Thursday, July 5, 2007

We are what we eat?: Retroactive Post

So, maybe it's not as world-altering as the US declaring independence from British rule, but it's altering my world. Albert came across a really good Time (the Asian version) issue last month and wanted me to read it. As I was busy taking care of lots of other things at the time, I stubbornly told him I'd read it later, so he stubbornly refused to read it before me and instead just passed it on. However, he managed to find it again, and since it's testing week, all I have to do at work is be here, help answer grading questions and help mark tests, so I decided that today would be a good time to read it.

The reason he wanted me to read it was because it was all about food and its connections with the world we live in now, and what it might signify for our future. I was in the midst of reading the fourth article, when I had an epiphanic moment as to what my trip to Hong Kong would be like, which soon extended into how I want to spend the rest of my time in Japan. The article was discussing Mark Brownstein, aka The Food Hunter, and how his knowledge of Asia ingredients is sparking a growth of interest among German and French chefs. Reading the sentence, "The big French chefs, too, are just getting their heads around Asia," made me realize that if I want to go to France and study French cuisine, it is to my advantange to exploit my personal experience with Asian culture and cuisines.

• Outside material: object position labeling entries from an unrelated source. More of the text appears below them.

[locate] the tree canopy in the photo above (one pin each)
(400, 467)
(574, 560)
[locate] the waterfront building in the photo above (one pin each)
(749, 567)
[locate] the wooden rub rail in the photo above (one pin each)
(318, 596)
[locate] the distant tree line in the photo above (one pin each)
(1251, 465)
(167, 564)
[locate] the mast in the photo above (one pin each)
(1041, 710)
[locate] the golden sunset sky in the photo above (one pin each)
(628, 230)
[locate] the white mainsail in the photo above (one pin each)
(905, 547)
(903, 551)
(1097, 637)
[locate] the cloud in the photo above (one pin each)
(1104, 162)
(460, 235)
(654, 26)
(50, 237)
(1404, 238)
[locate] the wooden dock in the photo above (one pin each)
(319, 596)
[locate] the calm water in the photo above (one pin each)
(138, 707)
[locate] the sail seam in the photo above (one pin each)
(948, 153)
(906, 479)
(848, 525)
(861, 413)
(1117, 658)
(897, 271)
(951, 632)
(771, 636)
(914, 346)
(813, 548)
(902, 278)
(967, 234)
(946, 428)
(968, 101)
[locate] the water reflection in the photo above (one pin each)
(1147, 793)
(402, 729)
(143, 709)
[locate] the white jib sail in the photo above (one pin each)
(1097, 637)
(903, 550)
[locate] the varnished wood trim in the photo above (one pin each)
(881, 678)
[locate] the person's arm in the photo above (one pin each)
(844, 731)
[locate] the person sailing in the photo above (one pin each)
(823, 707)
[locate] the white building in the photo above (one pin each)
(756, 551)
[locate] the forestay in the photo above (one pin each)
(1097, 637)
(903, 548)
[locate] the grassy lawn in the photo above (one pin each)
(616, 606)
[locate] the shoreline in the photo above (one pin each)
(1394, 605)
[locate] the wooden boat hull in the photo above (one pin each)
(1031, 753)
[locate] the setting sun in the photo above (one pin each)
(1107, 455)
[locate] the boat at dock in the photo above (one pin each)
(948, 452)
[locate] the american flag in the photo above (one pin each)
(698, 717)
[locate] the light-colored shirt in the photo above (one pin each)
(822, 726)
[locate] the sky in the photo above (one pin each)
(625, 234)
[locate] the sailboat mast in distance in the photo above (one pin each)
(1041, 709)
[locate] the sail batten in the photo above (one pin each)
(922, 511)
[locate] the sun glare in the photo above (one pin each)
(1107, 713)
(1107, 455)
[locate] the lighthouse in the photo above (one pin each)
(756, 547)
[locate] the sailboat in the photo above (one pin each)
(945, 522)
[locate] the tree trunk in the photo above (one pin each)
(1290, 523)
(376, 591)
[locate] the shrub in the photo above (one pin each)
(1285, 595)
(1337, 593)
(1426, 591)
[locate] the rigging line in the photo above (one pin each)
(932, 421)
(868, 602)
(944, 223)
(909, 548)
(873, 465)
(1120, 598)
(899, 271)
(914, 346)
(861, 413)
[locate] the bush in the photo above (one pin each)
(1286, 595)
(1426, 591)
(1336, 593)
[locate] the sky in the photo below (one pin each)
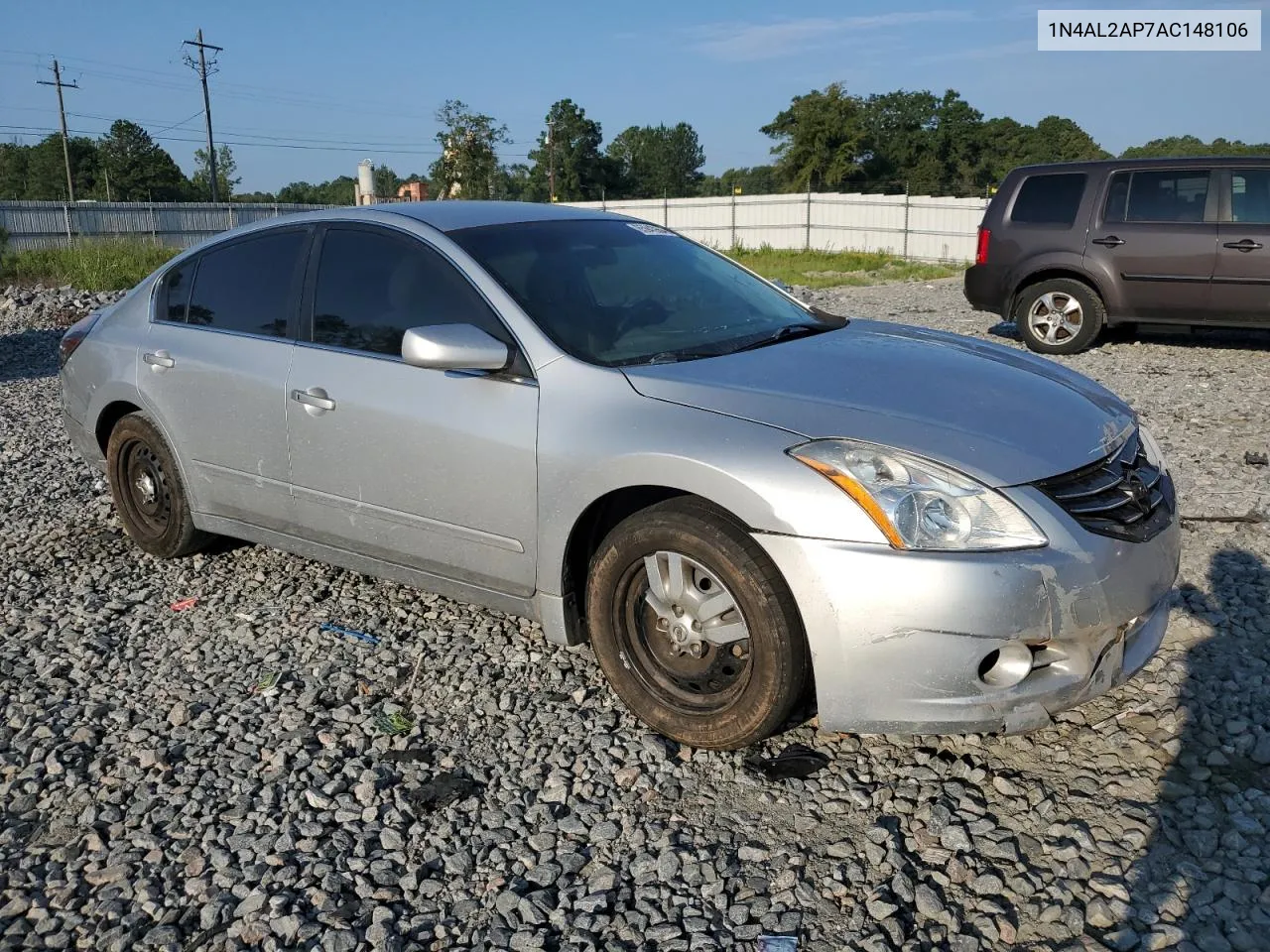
(305, 90)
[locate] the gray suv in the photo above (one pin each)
(1069, 249)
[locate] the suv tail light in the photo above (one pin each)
(73, 336)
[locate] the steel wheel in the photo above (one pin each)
(148, 494)
(683, 633)
(1056, 317)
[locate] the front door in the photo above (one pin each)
(1241, 284)
(429, 468)
(1155, 239)
(212, 370)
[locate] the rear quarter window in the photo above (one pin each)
(1049, 199)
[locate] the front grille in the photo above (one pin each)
(1123, 497)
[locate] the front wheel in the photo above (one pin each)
(695, 629)
(1060, 316)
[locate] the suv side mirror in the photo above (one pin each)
(453, 347)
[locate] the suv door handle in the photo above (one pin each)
(159, 361)
(314, 398)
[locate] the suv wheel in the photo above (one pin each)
(1060, 316)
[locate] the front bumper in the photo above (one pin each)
(898, 639)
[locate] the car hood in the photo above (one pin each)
(993, 413)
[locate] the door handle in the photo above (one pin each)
(159, 361)
(318, 402)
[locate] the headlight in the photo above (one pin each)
(917, 503)
(1155, 454)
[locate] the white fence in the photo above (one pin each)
(177, 223)
(911, 226)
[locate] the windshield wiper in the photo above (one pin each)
(786, 333)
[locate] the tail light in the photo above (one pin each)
(73, 336)
(980, 253)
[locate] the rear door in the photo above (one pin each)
(213, 371)
(1241, 284)
(1153, 239)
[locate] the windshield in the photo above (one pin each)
(615, 293)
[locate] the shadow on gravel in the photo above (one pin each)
(1198, 880)
(28, 354)
(1210, 338)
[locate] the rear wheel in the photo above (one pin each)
(148, 492)
(1060, 316)
(695, 629)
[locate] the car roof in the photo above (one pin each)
(1189, 162)
(454, 214)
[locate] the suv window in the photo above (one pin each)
(372, 286)
(1250, 195)
(176, 294)
(246, 286)
(1166, 195)
(1049, 199)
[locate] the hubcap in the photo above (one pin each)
(1056, 317)
(684, 633)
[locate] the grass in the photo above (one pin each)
(826, 270)
(86, 266)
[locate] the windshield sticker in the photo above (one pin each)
(645, 229)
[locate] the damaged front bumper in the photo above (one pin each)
(937, 643)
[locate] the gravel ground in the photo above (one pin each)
(157, 793)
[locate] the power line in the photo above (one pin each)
(62, 112)
(207, 103)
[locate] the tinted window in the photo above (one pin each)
(373, 286)
(248, 286)
(1165, 195)
(1250, 195)
(1049, 199)
(176, 294)
(615, 293)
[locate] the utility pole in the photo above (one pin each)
(200, 67)
(62, 109)
(552, 158)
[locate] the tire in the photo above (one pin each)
(1060, 316)
(731, 694)
(148, 492)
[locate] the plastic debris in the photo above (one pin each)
(395, 722)
(349, 633)
(795, 761)
(441, 789)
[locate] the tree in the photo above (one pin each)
(468, 163)
(656, 162)
(821, 139)
(225, 178)
(137, 168)
(571, 145)
(512, 182)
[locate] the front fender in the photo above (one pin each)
(616, 438)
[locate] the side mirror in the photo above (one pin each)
(453, 347)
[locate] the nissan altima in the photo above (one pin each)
(739, 500)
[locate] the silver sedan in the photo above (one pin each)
(739, 500)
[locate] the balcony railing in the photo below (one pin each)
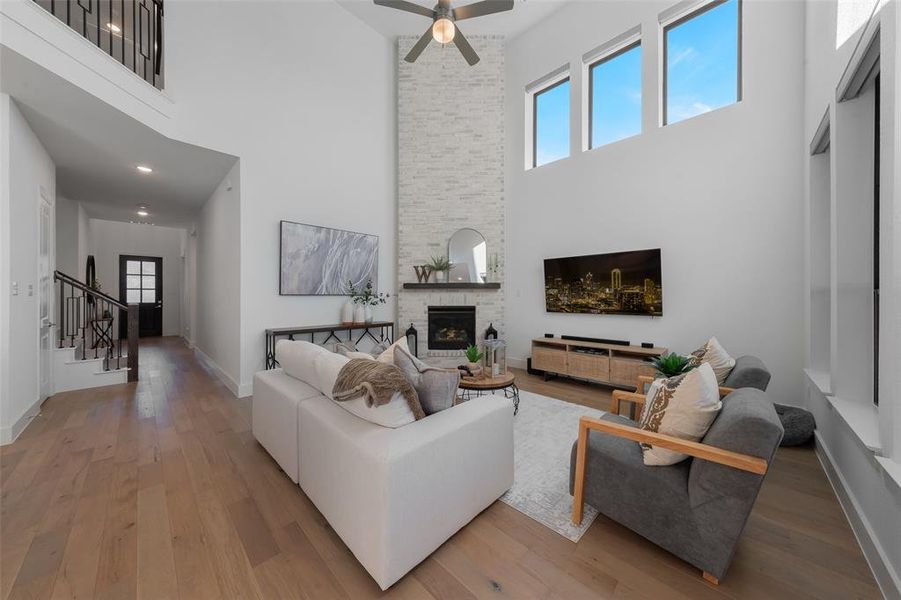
(130, 31)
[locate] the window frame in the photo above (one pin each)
(665, 27)
(533, 91)
(617, 51)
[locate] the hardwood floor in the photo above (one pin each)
(159, 490)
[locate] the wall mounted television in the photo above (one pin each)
(618, 283)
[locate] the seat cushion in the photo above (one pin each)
(276, 396)
(620, 485)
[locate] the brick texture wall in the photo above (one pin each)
(450, 121)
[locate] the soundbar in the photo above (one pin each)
(576, 338)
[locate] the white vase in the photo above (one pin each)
(347, 312)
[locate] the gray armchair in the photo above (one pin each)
(695, 509)
(749, 371)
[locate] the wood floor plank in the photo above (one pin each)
(159, 490)
(156, 558)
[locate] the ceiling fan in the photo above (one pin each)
(444, 28)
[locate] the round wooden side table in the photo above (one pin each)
(480, 385)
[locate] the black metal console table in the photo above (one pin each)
(384, 329)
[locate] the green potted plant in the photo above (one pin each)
(440, 266)
(475, 359)
(672, 364)
(364, 300)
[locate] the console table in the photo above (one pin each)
(385, 330)
(610, 364)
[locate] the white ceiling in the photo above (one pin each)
(96, 149)
(393, 23)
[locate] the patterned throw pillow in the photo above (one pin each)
(716, 356)
(436, 388)
(684, 407)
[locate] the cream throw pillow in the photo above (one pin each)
(716, 356)
(684, 407)
(387, 356)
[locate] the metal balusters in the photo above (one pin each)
(143, 32)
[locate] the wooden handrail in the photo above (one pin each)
(82, 315)
(60, 276)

Thus, I've decided to change my itinerary in Hong Kong from eating at posh fusion restaurants like M at the Fringe and Pierre Gagnaire's Pierre, to eating the local Cantonese and Macanese specialties, like the egg tarts and dim sum that I've heard so much about from Albert. I want to get the true taste of Hong Kong, to understand it's cooking as much as I can in the three days I have there.

This further led me to apply this to my time in Japan, and instead of spending my money eating out at expensive Western restaurants or cooking it at home, I want to learn what I can about Japanese cooking, and save my money to take trips to other Asian countries and learn about their cuisines in that way. I hope that developing a strong foundation in Japanese cooking, as well as a broader knowledge of Asian cooking, in addition to my personal knowknowledge of Filipino cooking will help differentiate me as a culinary arts student and later on as a chef. Now, I've got to see if I can curb my hedonistic tendencies to achieve my goals. Wish me luck, ne?